What WIPO don’t acknowledge is global domain name registrations have grown faster than cases lodged. For the 12 months to the end of September 2015, covering three-quarters of the same period, registrations across all top level domains and not just those for which disputes are lodged with WIPO, grew by 5.2 percent for the year according to the most recent Verisign Domain Name Industry Brief with a new brief due any day now covering the period to the end of 2015.
So while cybersquatting cases in the TLDs that lodge disputes with WIPO grew, the number of domains registered across all TLDs grew faster meaning that on a per domain basis, cybersquatting cases actually dropped. This is not the first time WIPO has made similar claims.
Country code Top Level Domains (ccTLDs) accounted for 13.7 percent of all filings with WIPO in 2015, with 71 ccTLDs designating this WIPO dispute resolution service.
WIPO also report that cybersquatting disputes relating to new gTLDs accounted for 10.5 percent of WIPO’s UDRP caseload in 2015, which covered a total of 4,364 domain names. Among these names .xyz, .club and .email were the most common new gTLDs.
Which is not to say brand owners should not be diligent or be concerned with cybersquatting. The damage to a brand’s reputation should a domain related to their brand be registered by cybersquatters can be substantial.
Brands that lodged the most cases with WIPO in 2015 were Hugo Boss (62 cases), Philip Morris (60), Electrolux (48) and Hoffman-La Roche (41). Each case can contain more than one disputed domain name.
Since the WIPO Arbitration and Mediation Center administered the first UDRP case in 1999, total WIPO case filings passed the 33,000 mark in 2015, encompassing over 61,000 domain names.

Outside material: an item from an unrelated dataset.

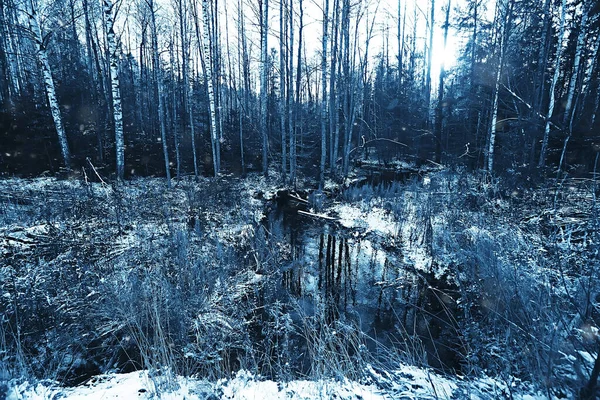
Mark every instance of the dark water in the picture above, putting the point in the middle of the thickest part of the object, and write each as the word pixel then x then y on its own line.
pixel 338 274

The increase in new gTLD registrations in WIPO’s caseload is anticipated to continue WIPO say, in particular as new gTLDs contested at ICANN auctions, such as .shop, are yet to launch and registrations are growing at a rapid rate totalling 16 million to date.
At the same time, ICANN has commenced a process to review Rights Protection Mechanisms such as the URS (Uniform Rapid Suspension system) and the UDRP. As the UDRP initiator and leading administrator, WIPO takes a strong interest in these ICANN processes.